MATCH (func_1:Function {MD5: _.function1_MD5})-[:Exists_in]->(disas_1)
MATCH (func_2:Function {MD5: _.function2_MD5})-[:Exists_in]->(disas_2)
WITH func_1, func_2, _, eng
CALL apoc.do.case(
[
ID(func_1) = ID(func_2),
'RETURN 1',
_.similarity > eng.Function_similarity_limit,
'MERGE (func_1)-[func_comp:Function_compare {Engine: engine, Engine_version: engine_verison}]-(func_2)
ON CREATE SET func_comp += {Similarity: similarity, Description: description}'
],
'',
{func_1: func_1, func_2: func_2, similarity: _.similarity, description: _.description, engine: eng.Name, engine_verison: eng.Version})
YIELD value
RETURN 'success' as code",
{eng: eng, disas_1: disas_1, disas_2: disas_2},
$relation_data)
YIELD value
RETURN 'success' as code
Some high level explanation:
I dissasemble files and save their functions to a graph.
Each function node is connected to a disas node which represents the file.
I then use some function compare tools and get a big list called $relation_data that I need to iterate over which contains a function from 2 files I compared and their similarity score.
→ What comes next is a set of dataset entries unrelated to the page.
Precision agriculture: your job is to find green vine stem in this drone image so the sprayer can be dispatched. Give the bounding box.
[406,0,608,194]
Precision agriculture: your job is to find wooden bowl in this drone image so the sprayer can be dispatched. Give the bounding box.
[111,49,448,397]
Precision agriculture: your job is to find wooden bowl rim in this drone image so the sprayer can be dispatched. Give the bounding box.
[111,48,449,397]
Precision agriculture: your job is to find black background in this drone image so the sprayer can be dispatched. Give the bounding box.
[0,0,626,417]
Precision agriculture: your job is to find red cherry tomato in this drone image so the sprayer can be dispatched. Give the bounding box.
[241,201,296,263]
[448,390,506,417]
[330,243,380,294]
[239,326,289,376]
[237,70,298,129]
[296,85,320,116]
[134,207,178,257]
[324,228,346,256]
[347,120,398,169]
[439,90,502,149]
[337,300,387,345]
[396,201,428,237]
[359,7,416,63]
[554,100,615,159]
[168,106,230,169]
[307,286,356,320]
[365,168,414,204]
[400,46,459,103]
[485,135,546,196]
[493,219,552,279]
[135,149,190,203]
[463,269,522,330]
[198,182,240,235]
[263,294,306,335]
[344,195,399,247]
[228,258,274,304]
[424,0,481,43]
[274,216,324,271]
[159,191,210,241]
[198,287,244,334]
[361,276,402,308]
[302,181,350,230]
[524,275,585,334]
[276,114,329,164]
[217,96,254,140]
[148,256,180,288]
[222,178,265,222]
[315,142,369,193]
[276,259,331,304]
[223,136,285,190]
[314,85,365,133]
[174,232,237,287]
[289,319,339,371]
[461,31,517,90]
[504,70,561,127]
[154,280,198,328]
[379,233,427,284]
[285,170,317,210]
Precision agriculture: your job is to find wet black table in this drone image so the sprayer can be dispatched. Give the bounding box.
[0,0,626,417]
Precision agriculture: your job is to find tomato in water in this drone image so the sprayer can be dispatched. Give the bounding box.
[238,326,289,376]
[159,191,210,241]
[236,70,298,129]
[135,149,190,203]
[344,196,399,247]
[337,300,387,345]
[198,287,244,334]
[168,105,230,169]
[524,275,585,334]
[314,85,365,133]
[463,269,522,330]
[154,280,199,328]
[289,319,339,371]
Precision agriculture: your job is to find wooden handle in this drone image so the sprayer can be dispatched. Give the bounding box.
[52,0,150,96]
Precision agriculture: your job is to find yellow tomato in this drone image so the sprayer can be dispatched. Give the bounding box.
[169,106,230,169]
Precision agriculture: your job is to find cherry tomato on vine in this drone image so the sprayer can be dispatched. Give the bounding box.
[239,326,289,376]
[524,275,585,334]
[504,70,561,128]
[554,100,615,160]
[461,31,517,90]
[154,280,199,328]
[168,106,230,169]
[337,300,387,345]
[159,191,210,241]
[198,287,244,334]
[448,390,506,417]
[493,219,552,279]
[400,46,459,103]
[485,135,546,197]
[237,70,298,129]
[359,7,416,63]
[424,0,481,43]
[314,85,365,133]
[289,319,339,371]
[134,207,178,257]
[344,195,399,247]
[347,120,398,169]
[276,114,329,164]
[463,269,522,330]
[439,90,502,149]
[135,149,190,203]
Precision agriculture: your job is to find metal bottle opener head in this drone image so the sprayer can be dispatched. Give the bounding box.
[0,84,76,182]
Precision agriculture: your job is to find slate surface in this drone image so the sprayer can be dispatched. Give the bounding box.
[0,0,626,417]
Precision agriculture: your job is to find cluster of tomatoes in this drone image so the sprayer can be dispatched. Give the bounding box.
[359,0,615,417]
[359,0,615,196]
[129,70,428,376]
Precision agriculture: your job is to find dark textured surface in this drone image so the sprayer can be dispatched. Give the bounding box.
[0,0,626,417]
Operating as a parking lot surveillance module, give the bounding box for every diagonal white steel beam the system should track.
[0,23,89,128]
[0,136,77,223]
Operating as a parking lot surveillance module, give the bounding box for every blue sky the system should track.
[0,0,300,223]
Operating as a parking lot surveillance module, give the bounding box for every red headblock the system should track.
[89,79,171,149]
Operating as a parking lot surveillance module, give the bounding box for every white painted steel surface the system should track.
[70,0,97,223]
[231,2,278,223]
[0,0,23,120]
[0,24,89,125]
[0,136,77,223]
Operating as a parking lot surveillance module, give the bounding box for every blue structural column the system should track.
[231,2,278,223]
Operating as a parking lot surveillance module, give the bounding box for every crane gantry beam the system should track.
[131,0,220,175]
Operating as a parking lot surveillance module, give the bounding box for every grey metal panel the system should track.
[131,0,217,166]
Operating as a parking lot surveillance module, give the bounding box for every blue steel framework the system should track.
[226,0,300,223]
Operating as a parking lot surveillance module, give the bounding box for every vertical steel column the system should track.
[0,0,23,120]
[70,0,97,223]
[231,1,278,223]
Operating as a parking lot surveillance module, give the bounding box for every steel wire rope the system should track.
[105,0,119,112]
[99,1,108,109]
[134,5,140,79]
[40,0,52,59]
I used apoc.do.case to check for 2 edge cases:
if the function is the same in both entries then don't create a relation (don't need a self loop)
and second if similarity is too low than don't write it to the db at all.
I tried implementing mapParallel so I could parallelize the work. and it does work faster than UNWIND but not by much.
I did make an index for the Function nodes on the MD5 property. or some reason when inside apoc.do.case it tells me it cant resolve the hint when I give it. (not sure if it is relevant)
Is the query built badly ?
The database has almost 1 million Functions at the moment and 10 million relationships.
I am using neo4j 4.1 community edition with py2neo.
Now most of the time this merge query takes less than a second.
But sometimes the time it takes to execute spikes to 40-60 seconds.